That's not quite as true of the other cities in the Triangle--though they aren't the places we stereotype them to be. Raleigh is bigger, but inside the Beltline it's a small Southern town, to the north it's Atlanta, and Wake County to the south and east is countryside and tobacco towns on their way to becoming something else. Far from being just a bedroom community, Cary is a city, all right, just without the big buildings. And Chapel Hill hasn't been a village for 50 years or more, but loves maintaining the myth.
But Durham, with its manufacturing, tycoon, banking, union scale, insurance and academic past, has just had more time for people to build the institutions and relationships that make for a big city. And it has done it with an incredible range of residents--white, Latino and African American, intellectual, rural and rich, downtown, suburban and working class.
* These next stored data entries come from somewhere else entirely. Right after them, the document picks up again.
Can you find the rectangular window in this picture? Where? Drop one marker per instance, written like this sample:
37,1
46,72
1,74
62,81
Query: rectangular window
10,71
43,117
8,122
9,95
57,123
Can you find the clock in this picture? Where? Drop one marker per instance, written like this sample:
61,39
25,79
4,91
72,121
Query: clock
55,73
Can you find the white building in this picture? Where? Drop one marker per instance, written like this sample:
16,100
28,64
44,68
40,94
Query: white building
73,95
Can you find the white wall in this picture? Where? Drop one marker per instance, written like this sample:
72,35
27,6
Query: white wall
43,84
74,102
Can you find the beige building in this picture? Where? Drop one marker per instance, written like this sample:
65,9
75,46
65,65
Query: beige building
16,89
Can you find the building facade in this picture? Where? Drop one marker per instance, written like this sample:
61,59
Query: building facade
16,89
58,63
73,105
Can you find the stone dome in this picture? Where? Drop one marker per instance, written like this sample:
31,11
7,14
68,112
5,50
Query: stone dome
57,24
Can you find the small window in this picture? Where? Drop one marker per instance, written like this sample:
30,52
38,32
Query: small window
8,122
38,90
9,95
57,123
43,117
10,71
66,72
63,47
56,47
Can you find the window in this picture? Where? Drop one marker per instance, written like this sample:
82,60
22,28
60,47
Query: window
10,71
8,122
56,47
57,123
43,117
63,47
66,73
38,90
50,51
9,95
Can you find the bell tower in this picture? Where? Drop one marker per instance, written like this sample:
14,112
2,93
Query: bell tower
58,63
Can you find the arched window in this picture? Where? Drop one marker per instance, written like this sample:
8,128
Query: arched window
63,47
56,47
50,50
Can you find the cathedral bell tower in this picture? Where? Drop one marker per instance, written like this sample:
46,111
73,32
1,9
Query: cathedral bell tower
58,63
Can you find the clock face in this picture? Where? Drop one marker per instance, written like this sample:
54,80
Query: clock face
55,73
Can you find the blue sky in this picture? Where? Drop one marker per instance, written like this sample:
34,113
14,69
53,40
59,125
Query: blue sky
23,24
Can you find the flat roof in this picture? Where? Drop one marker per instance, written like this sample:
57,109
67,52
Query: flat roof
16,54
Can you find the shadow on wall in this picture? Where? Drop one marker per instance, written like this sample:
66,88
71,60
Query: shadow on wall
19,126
Which brings us to this week's medley of stories. What do progressive political machinations, Michael Peterson, a class in protest and an arts council in flux have to do with each other? And why don't stories like these seem to happen as often in other places? They're all the products of a city where a variety of well established communities are, well, involved with each other.
The Durham Arts Council is a good microcosm. It has generated concern not because people don't like it, but because it is a remarkable institution that's so essential to the lives of so many people in the city. Thousands of children dance, act, paint and study there. So do many adults. It's a crossroad where people from all over town get together. And Durham is still a small enough city that many of those people know each other from their participation in other institutions. All you had to do was stroll through the Arts Council-sponsored Centerfest last weekend to see how many people knew and were known by so many others.
Politics and Peterson gossip and protest classes are the same way. The beauty of the Durham Committee-People's Alliance story is that it's about committed people finding ways to work together--or not. But they're out there, and they're working on it. As a columnist and politician, Michael Peterson became a touchstone for the whole town before his wife's tragic death; his trial has enlarged him to mythic proportions. And Duke--an unavoidable name in Durham--provides the setting for a class that makes protest a laboratory for high school writers at places everyone in Durham can identify.
Cities are machines of tremendous efficiency that make it possible for a vast range of people to support each other while pursuing their own dreams. What do these stories have in common? For Durhamites, they involve us all.